Combatants must address root causes to end Ukraine, Iran wars

Walt Zlotow West Suburban Peace Coalition Glen Ellyn IL , 8 May 26
Ukraine cannot win its war with Russia, now in its 51st month. Why? Russia will never allow Ukraine to join NATO which would allow NATO nukes on Russia’s borders to weaken, isolate Russia from the European political economy. Nor will Russia give back the Donbas containing mostly Russian leaning Ukrainians being brutalized and killed for 8 years prior to the Russian invasion.
Isolating, weakening Russia while ignoring Russia’s security concerns represent the root causes of the war which for Russia is an existential threat to their national security. The Biden administration knew both threats would provoke a Russian invasion but did so anyway figuring war would weaken, if not collapse Russia.
The opposite occurred. Russia has prospered both economically and militarily while Ukraine is a failed state near collapse and totally supported by hundreds of billions in US, NATO aid. But even a trillion in aid will not prevent Ukraine’s inevitable defeat.
Russia always preferred the West negotiate the war’s root cause, their sensible security demands both for themselves and their Russian speaking Ukrainian brethren. While the US is not averse to this now, European NATO countries continue to pour tens of billions into the lost cause to weaken, isolate Russia. Therefore, Russia is committed to resolve the root causes of the war on the battlefield.
All this could have been avoided in November 2021 if the Biden administration had the decency and common sense to negotiate Russia’s national security interests, the root cause of their invasion three months later.

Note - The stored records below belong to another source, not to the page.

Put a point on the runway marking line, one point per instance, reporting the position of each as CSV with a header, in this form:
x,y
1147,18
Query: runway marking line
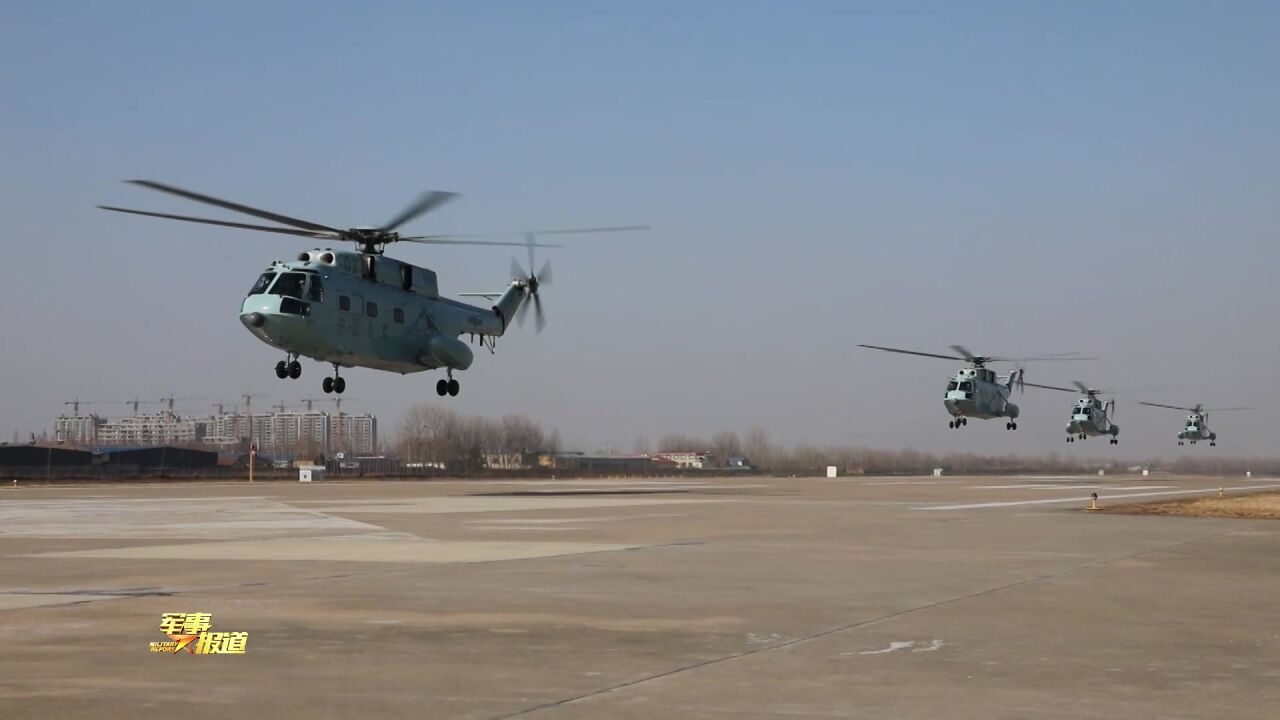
x,y
1086,499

Failure to address the root causes of war also applies to the current US, Israeli war against Iran. For Israel the root cause of the war has nothing to do with Iran’s nuclear program which is not developing a nuclear weapon. It is simply Israel’s lust to destroy Iran as a hegemonic rival for Middle East supremacy. The US, supplying most of the fire power, has no dog in Israel’s quest. We can only lament that Israel exerts such malicious control over the Trump administration that it willingly engaged in suicidal war to please Israel.
Just like with Ukraine, the US attack had the opposite effect of a quick collapse of our imagined enemy. Iran prepared a robust defense that has largely destroyed US Gulf States bases, inflicted heavy damage on Israel and Gulf States oil infrastructure. Unless the root causes of Israel’s quest to destroy Iran and Iran’s determination to survive intact are addressed, the Strait of Hormuz will remain closed, possibly crashing the world economy.
The war in Ukraine now in its 51st month, and war in Iran now in its 3rd month, will not be resolved till the root causes of both are addressed. Neither the US, NATO nor Israel show any desire to bring peace by addressing them.